Orcha runs 2,000 Monte Carlo simulations of your team's workload and returns delivery dates at 80% confidence. When priorities shift, it re-simulates in under a minute.
Every opinion in Orcha came from managing teams where priorities changed weekly and the tools couldn't keep up.
Replanning meetings produce worse results than a minute of simulation. Stop debating delivery dates in a room — run the numbers.
Individual estimates are unreliable, but statistical models over a team converge. Three estimates per ticket create a beta distribution that the simulator samples from — probability, not guesswork.
If you ask people to log hours, they won't. Or they'll lie. Orcha tracks time automatically — just activate a task and switch when you switch.
P1/P2/P3 labels are broken — everything becomes P1. Orcha uses a single ordered stack where tickets, tags, and projects are ranked against each other. No ties, no ambiguity.

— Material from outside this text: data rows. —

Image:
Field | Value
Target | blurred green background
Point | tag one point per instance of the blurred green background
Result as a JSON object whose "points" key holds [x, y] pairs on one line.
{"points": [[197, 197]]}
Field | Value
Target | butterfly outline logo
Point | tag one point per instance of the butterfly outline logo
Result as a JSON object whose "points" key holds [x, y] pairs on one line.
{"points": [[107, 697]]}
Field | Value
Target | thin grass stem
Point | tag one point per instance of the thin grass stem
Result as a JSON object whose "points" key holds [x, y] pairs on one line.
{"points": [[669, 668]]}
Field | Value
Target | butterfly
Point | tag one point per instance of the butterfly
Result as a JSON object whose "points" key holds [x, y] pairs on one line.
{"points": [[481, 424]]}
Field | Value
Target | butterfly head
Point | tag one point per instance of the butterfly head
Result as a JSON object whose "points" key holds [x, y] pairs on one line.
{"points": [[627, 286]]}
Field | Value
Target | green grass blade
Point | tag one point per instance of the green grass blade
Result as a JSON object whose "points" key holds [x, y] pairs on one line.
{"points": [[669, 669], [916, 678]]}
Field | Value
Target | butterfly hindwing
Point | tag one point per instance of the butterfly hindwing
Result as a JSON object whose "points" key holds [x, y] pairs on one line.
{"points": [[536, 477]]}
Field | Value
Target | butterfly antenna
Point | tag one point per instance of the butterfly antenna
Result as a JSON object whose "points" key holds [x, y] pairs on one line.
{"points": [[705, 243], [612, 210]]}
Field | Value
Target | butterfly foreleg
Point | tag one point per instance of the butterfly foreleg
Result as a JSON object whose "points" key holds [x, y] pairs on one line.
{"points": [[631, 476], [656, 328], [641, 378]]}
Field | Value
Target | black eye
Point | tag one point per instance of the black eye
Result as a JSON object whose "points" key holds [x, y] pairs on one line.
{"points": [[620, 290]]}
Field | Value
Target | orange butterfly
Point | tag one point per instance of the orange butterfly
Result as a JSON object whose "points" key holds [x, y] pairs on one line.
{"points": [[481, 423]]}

Linear workflows by design. Not because real work is simple, but because complex workflows create hidden states where work gets lost.
Best case, most likely, worst case. Three numbers per ticket — the right trade-off between accuracy and busywork. If Orcha asks for something, it's because the simulation needs it.
Every view is derived from the same simulation. Change a priority and the whole picture updates.
One row per engineer. See who's working on what, what's ready, and what's coming up. Drag a ticket to reassign and the schedule recalculates automatically — always respecting the priorities you've set.
Project timelines at day, week, or month scale. Unlike traditional Gantt charts, these aren't manually maintained — the simulator keeps them current as priorities and assignments change.
Your active task and recommended next task, always visible at the top of the screen. Click to switch — time tracking happens in the background.
Run Orcha on your own infrastructure or use the hosted version. Licensed under FSL-1.1-MIT — free to use, converts to MIT after two years.